Et en plus les petits pois sont parfaits pour faire le plein de nutriments au sortir de l’hiver.
Corentin : Alors puisque tu en parles, quels sont les bienfaits de ces petits pois que tu portes aux nues ?
Thomas : Ils sont riches en vitamine C et K, donc parfaits pour renforcer les os. Et on y trouve des quantités importantes de fer, de manganèse et de cuivre, parfaits si vous voulez forger une épée à deux mains. Plus ils sont frais, plus ils auront le petit goût sucré décrit dans l’extrait sonore que l’on vient d’écouter, et donc plus ils seront agréables à consommer crus.
Corentin : Ah, parce qu’on peut les manger crus ?
Thomas : Seulement quand ils sont très frais. En fait, dès que la cosse est cueillie, le sucre contenu dans le petit pois se transforme peu à peu en amidon. On perd donc en sucrosité. Ce qui me rappelle une anecdote de Monsieur de la Quintinie, le potager officiel de Louis XIV.
Corentin : Ah ben tiens, je me demandais quand est-ce que tu parlerais d’histoire !

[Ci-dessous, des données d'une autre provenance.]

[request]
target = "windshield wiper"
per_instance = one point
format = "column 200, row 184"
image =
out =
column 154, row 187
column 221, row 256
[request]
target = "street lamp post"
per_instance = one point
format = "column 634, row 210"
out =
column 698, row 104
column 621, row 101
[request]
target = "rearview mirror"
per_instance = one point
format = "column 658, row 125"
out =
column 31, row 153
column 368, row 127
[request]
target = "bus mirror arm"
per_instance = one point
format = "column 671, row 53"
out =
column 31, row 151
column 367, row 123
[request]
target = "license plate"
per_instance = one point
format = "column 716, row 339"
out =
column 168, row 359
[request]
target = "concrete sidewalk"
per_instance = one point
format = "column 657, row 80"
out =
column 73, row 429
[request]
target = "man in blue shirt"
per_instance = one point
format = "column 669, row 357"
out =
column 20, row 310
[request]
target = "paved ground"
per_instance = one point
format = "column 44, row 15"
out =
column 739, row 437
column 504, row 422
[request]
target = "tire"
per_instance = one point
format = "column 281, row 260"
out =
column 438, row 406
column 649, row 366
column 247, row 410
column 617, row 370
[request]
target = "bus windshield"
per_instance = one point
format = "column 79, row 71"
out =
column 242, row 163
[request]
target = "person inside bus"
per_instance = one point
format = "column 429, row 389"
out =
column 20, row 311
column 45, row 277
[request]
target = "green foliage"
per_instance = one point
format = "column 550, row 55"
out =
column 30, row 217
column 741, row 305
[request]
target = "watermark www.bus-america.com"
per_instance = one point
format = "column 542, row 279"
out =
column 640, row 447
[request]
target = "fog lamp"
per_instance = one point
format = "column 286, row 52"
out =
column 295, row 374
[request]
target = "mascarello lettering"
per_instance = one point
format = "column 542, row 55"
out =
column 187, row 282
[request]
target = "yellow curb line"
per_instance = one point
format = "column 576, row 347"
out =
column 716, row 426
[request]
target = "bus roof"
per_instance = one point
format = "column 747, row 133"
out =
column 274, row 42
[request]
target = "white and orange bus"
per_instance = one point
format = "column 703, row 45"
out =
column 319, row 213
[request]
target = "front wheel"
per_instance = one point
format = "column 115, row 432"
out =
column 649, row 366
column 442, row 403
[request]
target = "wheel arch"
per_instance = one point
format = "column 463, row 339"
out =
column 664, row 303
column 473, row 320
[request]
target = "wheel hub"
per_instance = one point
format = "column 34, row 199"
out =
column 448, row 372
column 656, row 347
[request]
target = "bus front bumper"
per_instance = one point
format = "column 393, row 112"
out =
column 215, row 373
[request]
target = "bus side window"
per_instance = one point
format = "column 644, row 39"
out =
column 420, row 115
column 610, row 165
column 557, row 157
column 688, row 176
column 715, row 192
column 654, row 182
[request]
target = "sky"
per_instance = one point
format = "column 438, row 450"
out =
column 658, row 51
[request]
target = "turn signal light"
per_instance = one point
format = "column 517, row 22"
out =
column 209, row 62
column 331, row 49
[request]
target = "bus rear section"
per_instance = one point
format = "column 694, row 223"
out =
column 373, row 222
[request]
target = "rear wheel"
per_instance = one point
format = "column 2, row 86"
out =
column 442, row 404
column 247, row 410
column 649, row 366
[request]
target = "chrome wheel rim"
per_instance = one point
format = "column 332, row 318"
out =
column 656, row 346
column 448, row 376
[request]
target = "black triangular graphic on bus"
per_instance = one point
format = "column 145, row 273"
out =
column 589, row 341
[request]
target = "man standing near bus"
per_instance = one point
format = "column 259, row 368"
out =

Thomas : Oui ben que veux-tu, on ne se refait pas. Donc non content d’avoir transformé un marais de Versailles - appelé l’étang puant - en potager, La Quintinie doit faire face aux caprices de la Cour, qui après qu’un courtisan ait ramené des pois frais d’Italie en plein mois de janvier, veut manger à contre-saison. Car, à l’époque, on mange d’abord les pois crus.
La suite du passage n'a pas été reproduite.